В воспоминаниях знавших Владимира Яковлева — он скромный человек. И скромный поэт, пренебрегший сладкой долей престижных публикаций. Не печатался и не печалился. Встал вровень со своим призванием. В последних лучах заходящей жизни и в первых проблесках известности его силуэт четко обозначился на литературном Фейсбуке. В Интернете кочуют скудные факты: закончил литинститут, работал в издательстве (а где еще работать литературному человеку в наши-то времена? все-то лучше, чем копирайтером!). Облысел после химии. Жил и умер в Москве. Ради стихов живут. Яковлев уже остался в стихах.

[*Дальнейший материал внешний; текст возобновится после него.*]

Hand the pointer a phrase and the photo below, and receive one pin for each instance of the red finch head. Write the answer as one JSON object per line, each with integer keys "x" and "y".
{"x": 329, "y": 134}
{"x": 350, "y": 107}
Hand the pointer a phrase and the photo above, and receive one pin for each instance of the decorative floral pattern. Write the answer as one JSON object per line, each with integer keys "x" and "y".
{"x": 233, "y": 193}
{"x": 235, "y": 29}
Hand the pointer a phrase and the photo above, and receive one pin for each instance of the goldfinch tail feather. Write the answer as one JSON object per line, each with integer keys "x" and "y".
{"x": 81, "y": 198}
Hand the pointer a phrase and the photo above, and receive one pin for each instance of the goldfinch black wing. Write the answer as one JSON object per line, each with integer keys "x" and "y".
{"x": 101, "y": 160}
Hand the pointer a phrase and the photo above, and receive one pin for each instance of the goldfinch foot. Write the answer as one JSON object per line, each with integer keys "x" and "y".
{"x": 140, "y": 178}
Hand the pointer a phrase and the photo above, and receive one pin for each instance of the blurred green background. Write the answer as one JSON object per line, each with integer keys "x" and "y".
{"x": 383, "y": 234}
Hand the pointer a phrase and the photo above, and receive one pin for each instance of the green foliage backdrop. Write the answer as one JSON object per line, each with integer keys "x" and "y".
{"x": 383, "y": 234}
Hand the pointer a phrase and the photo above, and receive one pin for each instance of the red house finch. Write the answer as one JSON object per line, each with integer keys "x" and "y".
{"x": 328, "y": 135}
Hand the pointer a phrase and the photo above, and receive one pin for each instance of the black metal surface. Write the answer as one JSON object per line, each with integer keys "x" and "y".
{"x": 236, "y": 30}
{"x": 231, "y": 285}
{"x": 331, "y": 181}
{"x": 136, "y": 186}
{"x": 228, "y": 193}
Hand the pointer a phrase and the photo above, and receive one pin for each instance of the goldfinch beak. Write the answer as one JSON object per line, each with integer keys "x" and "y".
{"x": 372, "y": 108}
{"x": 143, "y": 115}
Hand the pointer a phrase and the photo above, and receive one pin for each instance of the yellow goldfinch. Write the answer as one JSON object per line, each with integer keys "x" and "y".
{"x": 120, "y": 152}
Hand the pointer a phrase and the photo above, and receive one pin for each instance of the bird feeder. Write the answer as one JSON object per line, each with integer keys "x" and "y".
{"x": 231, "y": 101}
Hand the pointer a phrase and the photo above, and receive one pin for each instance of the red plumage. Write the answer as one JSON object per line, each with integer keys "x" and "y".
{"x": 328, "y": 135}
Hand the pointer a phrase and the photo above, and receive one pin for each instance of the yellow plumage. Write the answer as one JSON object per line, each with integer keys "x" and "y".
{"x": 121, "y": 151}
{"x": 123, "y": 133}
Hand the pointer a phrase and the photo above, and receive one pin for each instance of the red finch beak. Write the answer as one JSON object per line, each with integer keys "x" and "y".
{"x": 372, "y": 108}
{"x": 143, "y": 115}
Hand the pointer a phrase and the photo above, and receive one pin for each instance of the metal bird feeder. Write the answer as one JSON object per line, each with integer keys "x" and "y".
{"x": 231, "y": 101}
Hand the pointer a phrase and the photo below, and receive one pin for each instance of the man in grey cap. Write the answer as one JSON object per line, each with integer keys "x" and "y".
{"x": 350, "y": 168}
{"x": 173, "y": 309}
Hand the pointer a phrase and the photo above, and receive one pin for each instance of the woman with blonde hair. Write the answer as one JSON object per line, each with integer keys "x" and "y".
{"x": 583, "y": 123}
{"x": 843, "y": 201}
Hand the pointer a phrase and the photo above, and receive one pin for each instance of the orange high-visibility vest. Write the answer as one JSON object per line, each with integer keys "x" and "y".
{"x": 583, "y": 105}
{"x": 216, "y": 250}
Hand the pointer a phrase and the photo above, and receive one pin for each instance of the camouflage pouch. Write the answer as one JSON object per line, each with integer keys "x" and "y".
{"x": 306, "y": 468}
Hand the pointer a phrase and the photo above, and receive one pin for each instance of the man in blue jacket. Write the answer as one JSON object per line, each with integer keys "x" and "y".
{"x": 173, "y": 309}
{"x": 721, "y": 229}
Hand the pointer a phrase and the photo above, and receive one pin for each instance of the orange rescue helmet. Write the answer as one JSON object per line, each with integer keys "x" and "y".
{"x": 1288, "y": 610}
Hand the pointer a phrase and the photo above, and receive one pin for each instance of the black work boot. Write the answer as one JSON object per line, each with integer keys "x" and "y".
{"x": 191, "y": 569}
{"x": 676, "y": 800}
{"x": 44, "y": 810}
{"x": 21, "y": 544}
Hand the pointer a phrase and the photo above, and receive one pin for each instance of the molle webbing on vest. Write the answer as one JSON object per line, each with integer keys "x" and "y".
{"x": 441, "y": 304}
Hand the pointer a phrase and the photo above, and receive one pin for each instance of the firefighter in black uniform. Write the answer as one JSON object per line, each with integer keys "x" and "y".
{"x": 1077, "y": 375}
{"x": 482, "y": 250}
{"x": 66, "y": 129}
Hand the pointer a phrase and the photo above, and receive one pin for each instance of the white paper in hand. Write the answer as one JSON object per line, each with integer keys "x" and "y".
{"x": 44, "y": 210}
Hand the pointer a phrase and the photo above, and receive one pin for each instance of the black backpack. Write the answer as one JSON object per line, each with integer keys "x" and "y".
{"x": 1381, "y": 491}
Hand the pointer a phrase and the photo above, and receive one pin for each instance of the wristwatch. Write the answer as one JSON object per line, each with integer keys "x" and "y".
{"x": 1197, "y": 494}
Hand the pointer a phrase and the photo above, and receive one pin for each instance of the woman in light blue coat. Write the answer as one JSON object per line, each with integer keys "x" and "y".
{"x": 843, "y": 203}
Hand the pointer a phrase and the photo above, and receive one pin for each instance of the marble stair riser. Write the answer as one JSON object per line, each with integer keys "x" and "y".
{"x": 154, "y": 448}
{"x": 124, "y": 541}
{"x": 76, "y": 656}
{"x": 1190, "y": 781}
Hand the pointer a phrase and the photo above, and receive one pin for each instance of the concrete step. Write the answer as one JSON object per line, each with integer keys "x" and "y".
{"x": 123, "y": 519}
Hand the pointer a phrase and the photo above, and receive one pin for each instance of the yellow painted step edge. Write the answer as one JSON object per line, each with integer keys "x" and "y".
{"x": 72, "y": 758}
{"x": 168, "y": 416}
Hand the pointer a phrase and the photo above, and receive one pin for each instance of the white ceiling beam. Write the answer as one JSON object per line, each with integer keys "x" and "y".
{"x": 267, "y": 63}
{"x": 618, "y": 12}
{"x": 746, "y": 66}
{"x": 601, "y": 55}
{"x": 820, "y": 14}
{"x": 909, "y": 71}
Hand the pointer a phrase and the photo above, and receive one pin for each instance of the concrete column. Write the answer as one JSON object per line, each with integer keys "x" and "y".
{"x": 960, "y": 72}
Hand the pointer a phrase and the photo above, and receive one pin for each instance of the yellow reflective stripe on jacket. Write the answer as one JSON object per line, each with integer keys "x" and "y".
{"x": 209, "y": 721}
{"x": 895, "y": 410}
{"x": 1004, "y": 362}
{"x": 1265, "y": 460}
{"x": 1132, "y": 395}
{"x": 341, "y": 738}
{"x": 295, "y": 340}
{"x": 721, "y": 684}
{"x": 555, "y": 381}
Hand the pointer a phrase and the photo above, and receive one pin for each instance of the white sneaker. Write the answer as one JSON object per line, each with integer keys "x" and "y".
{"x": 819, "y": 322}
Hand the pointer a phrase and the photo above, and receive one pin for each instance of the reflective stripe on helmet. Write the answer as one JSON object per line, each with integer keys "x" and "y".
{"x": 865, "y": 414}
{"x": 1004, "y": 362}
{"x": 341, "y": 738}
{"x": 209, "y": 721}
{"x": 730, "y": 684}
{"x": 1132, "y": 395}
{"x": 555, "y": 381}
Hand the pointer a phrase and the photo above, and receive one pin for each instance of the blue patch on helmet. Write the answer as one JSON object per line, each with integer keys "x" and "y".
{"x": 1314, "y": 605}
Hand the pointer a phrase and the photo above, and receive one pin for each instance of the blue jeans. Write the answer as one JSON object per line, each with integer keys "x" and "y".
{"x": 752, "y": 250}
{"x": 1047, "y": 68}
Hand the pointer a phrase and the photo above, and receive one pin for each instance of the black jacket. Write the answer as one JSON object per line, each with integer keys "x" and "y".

В этот день, простылый, непогожий,
Дождь — такой же, как и я, прохожий –
Тащится по скверам городским
Мимо мокрых голубей и кошек,
Так сегодня на людей похожих
Хмуростью и взглядом воровским.
Этот день, на прежний не похожий,
Холодком скользит, шуршит по коже,
Как листва под меленьким дождем
На границе воздуха и тверди.
В этот день я в собственном бессмертье,
Как вчера, уже не убежден.
Настоящий человек обречен не избавиться от трагического чувства жизни. А талантливый эпик — знает, как тронуть и тонкую строну. Диапазон звучания у Яковлева широк, как матушка-Волга. От эпоса к мистическому настроению, от мистики к бытописанию, хотя и оно все же подсвечивается глубинной религиозностью, которой скрытно тронут каждый большой поэт. Он знает истинную цену всем вещам, а не только слову. Как на ладони, перед ним — путь, которым бредет каждый, и все его пониманию доступно: в жизни нам гарантируют только смерть, но надо идти в бессмертие; и что лучшее в жизни — это интимное единение с природой, диалог с родом, чувство собственного достоинства в человеке, живущем для созидательного, представьте себе, труда и, как пеликан, своим мясом питающего — свой дар. Сердце болит за всех — и поэт в авторе совершен.
Замыкаю свои уста.
Осеняю себя крестом.
Закатилась моя звезда
И погасла в окне пустом.
Ничего больше в мире нет,
Да и не было никогда –
Только ясный небесный свет,
Только горняя высота.
***
Вернемся ко вневременному поэту Райнеру Марии Рильке. Как и Пауль Целан, символически отразивший свой разрушительный опыт со-временности (как опыт со-убитости), Рильке не выговаривает напрямую свое присутствие в конкретном моменте. Рильке целится в трансцендентное. Бог — высшая потенция человеческого сознания. Соприкосновение, насколько это возможно для человека, с этим апогеем сознания, отлитое в совершенную материальную форму, т.е. выраженное средствами конкретного вида искусства, порождает эйдетически зримый образец. Предписание художнику искать материю для создания образцовых форм в исторически индивидуальном, в течении становящейся обыденности, сосредотачиваясь только на конкретном, которое якобы только и может обеспечить убедительность, по этой причине не только ошибочно, но и утопично. Пик формотворчества конкретной эпохи всегда свидетельствует об обратном. Ведь не искусство копирует жизнь, а жизнь — искусство. (Помянем Оскара Уальда, ныне и присно и вовеки веков.) Образцовая форма становится эмблемой эпохи, отнюдь не являясь ее материей, не предпосылая ее на уровне события, предмета, в общем, того, что условно называется содержанием. Эпоха присваивает себе образцовое произведение постфактум — по факту хронологического совпадения и делает его своим символом. Это объясняет, почему в историю литературы попадают такие разные поэты, как Рильке, Хармс, Заболоцкий — выстраивавшие совершенно по-разному дистанцию между своим творчеством, эпохой и течением своей собственной жизни. Еще точнее эту закономерность подтверждают те из художников, которые не получили прижизненного признания, не смотря не только на свою гениальность, но и на интимнейшую приверженность своему времени. Стендаль и Диккенс в равной мере современные прозаики по отношению к их веку. Но именно их различия в стратегии производства образцовой формы предопределили разность их писательских судеб.
Подобным творцом исторической эмблемы, надо ожидать, будет признан и Владимир Яковлев. Но каким бы ни был путь поэта, долгим ли, коротким, в надысторическую плерому, в эстетическое «всегда», для нас важнее обогащение нашего, текущего века лириком такого масштаба.